Adam Smith's Invisible Hand[?] and liberal theory of economics[?] gradually put an end to the dominance of mercantilism. Liberalism and mercantilism were fundamentally at odds on one key issue. Mercantilism stated that all the world's people must compete for the world's limited wealth. Adam Smith believed that wealth and trade was a non-zero-sum game, which essentially means that because needs are different, two parties involved in a transaction could each actually gain, because the exchanged items were more valuable to their new owners. Bullionism dictated that gold was gold—period. Thus, what one party gained, the other party had to give up (i.e., the zero-sum game assumption). Smith felt that gold was really nothing more than yellow rock that was valuable only because there wasn't much of it. Most economists now agree with Smith.
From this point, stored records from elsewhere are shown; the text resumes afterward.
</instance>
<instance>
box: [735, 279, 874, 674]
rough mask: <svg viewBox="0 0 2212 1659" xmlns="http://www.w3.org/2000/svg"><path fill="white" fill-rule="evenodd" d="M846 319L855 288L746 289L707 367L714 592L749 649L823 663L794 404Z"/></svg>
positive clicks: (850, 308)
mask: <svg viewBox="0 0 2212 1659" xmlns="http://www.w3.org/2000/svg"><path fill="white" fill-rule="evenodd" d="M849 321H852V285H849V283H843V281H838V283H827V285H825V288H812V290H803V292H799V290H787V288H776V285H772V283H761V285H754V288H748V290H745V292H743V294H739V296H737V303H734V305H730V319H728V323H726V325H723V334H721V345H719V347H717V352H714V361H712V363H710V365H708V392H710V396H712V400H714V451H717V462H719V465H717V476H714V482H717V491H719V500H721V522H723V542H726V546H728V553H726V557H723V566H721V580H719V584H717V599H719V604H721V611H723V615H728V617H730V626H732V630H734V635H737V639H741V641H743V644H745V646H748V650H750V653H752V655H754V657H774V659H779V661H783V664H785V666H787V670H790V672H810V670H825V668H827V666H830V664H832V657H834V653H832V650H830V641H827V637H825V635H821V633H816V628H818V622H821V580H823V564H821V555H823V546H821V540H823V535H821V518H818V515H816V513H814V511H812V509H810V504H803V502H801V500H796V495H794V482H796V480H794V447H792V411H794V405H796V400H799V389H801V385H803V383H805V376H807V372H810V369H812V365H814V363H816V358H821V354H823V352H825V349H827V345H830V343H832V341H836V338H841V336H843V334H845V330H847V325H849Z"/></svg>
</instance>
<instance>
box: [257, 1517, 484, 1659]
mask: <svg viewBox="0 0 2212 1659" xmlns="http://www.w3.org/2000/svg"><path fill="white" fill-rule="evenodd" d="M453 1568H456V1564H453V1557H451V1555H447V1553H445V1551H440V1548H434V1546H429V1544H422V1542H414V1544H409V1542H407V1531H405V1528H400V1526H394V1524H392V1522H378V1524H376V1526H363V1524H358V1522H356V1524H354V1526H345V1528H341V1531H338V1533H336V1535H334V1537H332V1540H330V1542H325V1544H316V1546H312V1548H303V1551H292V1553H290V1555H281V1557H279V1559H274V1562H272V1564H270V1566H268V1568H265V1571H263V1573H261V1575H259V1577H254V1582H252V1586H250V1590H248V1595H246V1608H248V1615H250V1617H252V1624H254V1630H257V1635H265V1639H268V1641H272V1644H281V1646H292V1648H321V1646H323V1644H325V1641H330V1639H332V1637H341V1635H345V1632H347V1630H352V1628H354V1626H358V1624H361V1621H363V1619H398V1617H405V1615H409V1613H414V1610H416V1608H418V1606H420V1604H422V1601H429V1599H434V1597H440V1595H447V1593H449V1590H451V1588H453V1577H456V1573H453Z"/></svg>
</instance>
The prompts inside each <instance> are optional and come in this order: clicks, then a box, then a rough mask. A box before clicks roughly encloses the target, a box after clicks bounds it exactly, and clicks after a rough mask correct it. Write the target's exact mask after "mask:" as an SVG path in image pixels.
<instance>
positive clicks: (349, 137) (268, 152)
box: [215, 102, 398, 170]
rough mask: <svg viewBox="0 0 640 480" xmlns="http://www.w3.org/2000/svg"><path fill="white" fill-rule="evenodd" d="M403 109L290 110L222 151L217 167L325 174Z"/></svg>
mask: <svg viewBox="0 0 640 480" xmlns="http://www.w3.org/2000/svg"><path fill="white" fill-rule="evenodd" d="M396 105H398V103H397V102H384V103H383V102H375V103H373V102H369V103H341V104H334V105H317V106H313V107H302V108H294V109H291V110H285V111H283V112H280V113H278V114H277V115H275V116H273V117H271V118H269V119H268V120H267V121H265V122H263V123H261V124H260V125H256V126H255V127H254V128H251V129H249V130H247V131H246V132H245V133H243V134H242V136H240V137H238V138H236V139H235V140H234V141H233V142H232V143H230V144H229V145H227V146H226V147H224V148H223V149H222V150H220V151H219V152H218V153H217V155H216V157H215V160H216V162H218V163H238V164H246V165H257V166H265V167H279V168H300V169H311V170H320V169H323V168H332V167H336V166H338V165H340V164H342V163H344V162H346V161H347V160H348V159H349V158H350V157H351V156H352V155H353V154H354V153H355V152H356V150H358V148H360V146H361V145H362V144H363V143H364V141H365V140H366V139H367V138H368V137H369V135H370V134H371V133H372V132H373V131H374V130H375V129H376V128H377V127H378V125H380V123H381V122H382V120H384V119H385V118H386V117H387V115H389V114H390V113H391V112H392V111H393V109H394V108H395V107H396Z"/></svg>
Elements of mercantilist theory have still remained in economic discourse throughout the years, despite the general demise of mercantilism on the whole. One still cannot dispute that there is a limited amount of gold in the world and, more importantly today, a limited amount of oil. A key motivator of Japan's World War II expansionism, for example, was the need to acquire control of natural resources such as minerals, timber, oil and rubber, which the Japanese islands lacked in bulk. Latin America's Cold-War Populism, and import substitution economic schemes, along with past and present Marxist theories, rest on the belief that the colonial economic structures still remain in place, with raw-goods exporters at odds with what equates to finished-goods exporters. (McDonald's product, for example, is in its own way a sort of a finished good.)

The noted economist John Maynard Keynes also saw a great deal of good in mercantilism. While Adam Smith rejected the idea of bullion being more than just another commodity, Keynes saw an inflow of gold and silver as being beneficial. He argued that greater gold reserves would lead to increased borrowing and lower rates of interest that would both stimulate growth[?] and aid government borrowing[?]. Keynes also adopted the essential idea of mercantilism that government intervention[?] in the economy was a necessity. A number of political parties embraced Keynes' theories, and they came into force under Franklin Roosevelt's New Deal program in the United States and also under Britain's Labour government after the Second World War.

Mercantilist theory also influences the notion that trade surpluses[?] are automatically good and that trade deficits are automatically bad. Some economists argue that Japanese trade policy in the 1970s and 1980s was in large part based on mercantilist concepts and that these policies form one of the causes of Japanese economic stagnation in the 1990s.